El 64º Festival de Cannes ya ha echado el cierre a las cintas que compiten por suceder a El tío Boonme recuerda sus vidas pasadas en el palmarés del certamen. Y lo ha hecho con una jornada bastante pobre que no pasará al recuerdo de la cita por la calidad de las cintas que se han presentado. Once upon a time in Anatolia y La source des femmes han sabido a poco mientras que la cinta de clausura, Les bien aimés ha provocado más de un bostezo en la platea de la sala Lumière.

Ni la turca 'Once upon a time in Anatolia' ni 'La source des femmes' han mantenido el nivel de los últimos díasVamos por orden. La penúltima cinta a competición, la turca Once upon a time in Anatolia, del realizador Nuri Bilge Ceylan, cuenta la historia de un pequeño pueblo turco en el que se ha cometido un horrible crimen. A lo largo de dos horas y media que se hacen más que largas, asistimos a la búsqueda del cadáver mientras el realizador disecciona vida y milagros de cada uno de los integrantes de la aldea. La sensación general al final de la proyección es que algo de tijera habría ayudado a aligerar la trama.

Una sensación que se ha repetido esta mañana con La source des femmes, del rumano Radu Mihaileanu, otra cinta que ha pasado de largo de las dos horas y en la que asistimos a la reivindicación de un grupo de mujeres de una villa marroquí por conseguir que los hombres del pueblo se pongan manos a la obra y las ayuden a recoger agua de una fuente a las afueras. De nuevo, un trabajo estirado como un chicle y que habría ganado en concisión con un metraje más ajustado.

Clausura franco-rusa

Las dos secciones oficiales del festival, tanto la competición como Un certain regard han proyectado también durante la jornada de hoy sus propias cintas de clausura. En competición el honor ha recaído en Christophe Honoré, que ha presentado Les bien aimés en La Croisette. Un relato a tres bandas entre una madre (Catherine Deneuve), su amante de toda la vida (Milos Forman) y la hija de ambos, Chiara Mastroianni. A medio camino entre la comedia romántica, el culebrón venezolano y el musical de Broadway, Honoré no consigue que la cinta cuaje del todo a pesar de contar con grandes intérpretes en pantalla.

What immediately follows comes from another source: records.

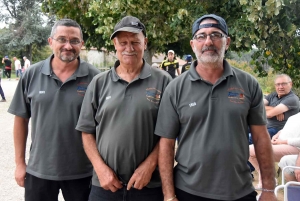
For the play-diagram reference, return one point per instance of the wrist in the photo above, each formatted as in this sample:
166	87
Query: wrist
171	198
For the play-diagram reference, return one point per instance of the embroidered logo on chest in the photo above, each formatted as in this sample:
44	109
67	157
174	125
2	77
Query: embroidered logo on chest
153	95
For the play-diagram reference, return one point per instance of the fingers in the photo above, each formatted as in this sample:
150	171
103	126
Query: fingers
131	183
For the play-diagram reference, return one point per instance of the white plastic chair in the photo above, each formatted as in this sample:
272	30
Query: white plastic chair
291	188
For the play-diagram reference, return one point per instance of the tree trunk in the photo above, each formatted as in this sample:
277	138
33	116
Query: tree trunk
29	52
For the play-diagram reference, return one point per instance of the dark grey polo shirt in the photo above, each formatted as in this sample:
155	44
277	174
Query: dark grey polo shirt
211	123
290	100
56	151
122	116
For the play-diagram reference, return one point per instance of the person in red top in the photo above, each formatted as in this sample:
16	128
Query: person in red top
7	63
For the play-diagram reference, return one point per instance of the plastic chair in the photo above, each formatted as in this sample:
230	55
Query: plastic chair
291	188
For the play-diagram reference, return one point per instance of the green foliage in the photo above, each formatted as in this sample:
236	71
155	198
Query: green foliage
272	26
27	27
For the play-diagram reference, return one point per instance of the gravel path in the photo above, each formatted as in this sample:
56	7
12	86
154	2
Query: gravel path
9	190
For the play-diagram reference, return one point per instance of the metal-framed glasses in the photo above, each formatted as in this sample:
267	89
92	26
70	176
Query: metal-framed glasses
281	84
62	40
213	36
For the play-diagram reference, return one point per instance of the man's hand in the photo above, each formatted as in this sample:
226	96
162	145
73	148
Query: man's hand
20	174
141	177
108	179
277	141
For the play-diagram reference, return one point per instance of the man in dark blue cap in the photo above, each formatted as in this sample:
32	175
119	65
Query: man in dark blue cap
118	118
209	109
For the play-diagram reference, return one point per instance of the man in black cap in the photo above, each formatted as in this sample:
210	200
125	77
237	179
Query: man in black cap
7	63
209	109
118	118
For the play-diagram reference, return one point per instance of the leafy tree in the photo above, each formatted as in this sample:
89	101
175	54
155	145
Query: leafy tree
27	26
272	26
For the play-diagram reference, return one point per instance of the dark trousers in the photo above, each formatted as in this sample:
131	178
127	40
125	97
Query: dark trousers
272	132
7	73
37	189
146	194
1	91
184	196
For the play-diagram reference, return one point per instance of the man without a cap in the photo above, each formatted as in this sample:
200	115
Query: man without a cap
118	118
209	109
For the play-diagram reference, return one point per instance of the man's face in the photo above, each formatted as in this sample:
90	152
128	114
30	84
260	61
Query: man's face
170	56
210	51
283	86
65	51
130	47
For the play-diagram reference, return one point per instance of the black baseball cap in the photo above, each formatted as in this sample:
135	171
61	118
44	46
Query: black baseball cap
129	24
220	25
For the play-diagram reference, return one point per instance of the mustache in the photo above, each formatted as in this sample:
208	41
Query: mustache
209	48
129	54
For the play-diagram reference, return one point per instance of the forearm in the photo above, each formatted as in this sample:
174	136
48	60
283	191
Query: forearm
294	142
166	164
152	159
268	107
20	139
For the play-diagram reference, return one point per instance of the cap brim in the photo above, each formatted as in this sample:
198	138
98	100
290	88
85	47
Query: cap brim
127	29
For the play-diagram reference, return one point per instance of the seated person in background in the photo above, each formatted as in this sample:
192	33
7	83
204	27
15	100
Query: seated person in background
285	142
280	105
291	160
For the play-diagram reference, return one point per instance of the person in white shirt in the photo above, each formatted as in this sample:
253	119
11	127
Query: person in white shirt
285	142
26	64
291	160
18	68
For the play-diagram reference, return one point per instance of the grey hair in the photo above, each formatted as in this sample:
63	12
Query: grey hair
67	23
283	75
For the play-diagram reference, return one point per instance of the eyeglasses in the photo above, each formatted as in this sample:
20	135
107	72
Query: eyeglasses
64	41
282	84
213	36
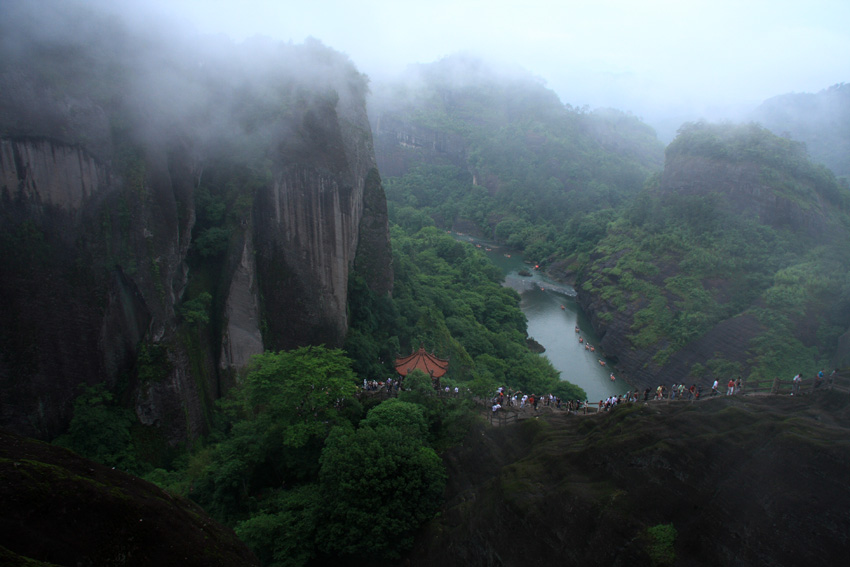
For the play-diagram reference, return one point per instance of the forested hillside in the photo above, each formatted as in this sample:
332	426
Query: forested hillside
497	153
820	120
733	262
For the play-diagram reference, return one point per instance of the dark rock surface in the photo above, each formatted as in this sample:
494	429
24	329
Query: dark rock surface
100	174
744	481
61	509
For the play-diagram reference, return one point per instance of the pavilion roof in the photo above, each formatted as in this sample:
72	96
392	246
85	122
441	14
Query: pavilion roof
421	360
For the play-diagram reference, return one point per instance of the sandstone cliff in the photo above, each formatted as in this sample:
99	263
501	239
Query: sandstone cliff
194	201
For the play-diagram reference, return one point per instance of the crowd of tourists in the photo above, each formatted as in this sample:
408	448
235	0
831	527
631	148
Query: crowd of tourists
509	398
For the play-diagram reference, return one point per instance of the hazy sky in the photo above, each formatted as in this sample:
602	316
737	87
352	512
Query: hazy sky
649	57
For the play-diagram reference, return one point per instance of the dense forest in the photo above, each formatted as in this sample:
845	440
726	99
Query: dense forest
821	120
235	255
741	233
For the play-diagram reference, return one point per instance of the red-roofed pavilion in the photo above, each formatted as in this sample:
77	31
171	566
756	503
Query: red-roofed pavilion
421	360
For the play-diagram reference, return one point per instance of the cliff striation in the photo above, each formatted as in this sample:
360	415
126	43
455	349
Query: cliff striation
736	481
170	207
61	509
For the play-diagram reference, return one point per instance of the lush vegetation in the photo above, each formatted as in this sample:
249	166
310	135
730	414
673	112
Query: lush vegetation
520	165
449	297
820	120
303	468
683	262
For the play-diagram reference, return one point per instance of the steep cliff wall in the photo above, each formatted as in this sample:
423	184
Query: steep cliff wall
179	230
732	264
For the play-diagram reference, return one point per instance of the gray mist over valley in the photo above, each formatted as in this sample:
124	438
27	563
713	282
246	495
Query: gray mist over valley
665	62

En Un certain regard la clausura ha correspondido a la rusa Elena. Contando con el nombre de la mujer más bella que jamás han visto los tiempos, y no sólo lo digo yo, lo decía tambien Homero, se esperaba algo más del relato de una mujer casada en segundas nupcias con un hombre adinerado y en el que ve la salvación para los problemas económicos de su hijo. Lejos de plantear dilemas morales o situaciones controvertidas para el espectador, el ruso Andrei Zvyagintsev pasa de puntillas por los aspectos más espinosos de una historia que podría haber dado mucho más de sí.

Lo único que interesa ya a prensa y público congregados en la costa azul es conocer el nombre del ganador de la palma de oro de 2011. Y aunque la respuesta no la sabremos hasta mañana, hay un puñado de nombres que parecen partir con ventaja: Le Havre, The Artist, incluso el Tree of life de Malick. Y, como no, La piel que habito. Esta podría ser la oportunidad de Almodóvar. Y teniendo en cuenta que a la crítica angosajona le ha encanta y que tres miembros del jurado se cuentan entre ese grupo, hay que darle crédito al manchego. Mañana saldremos de dudas.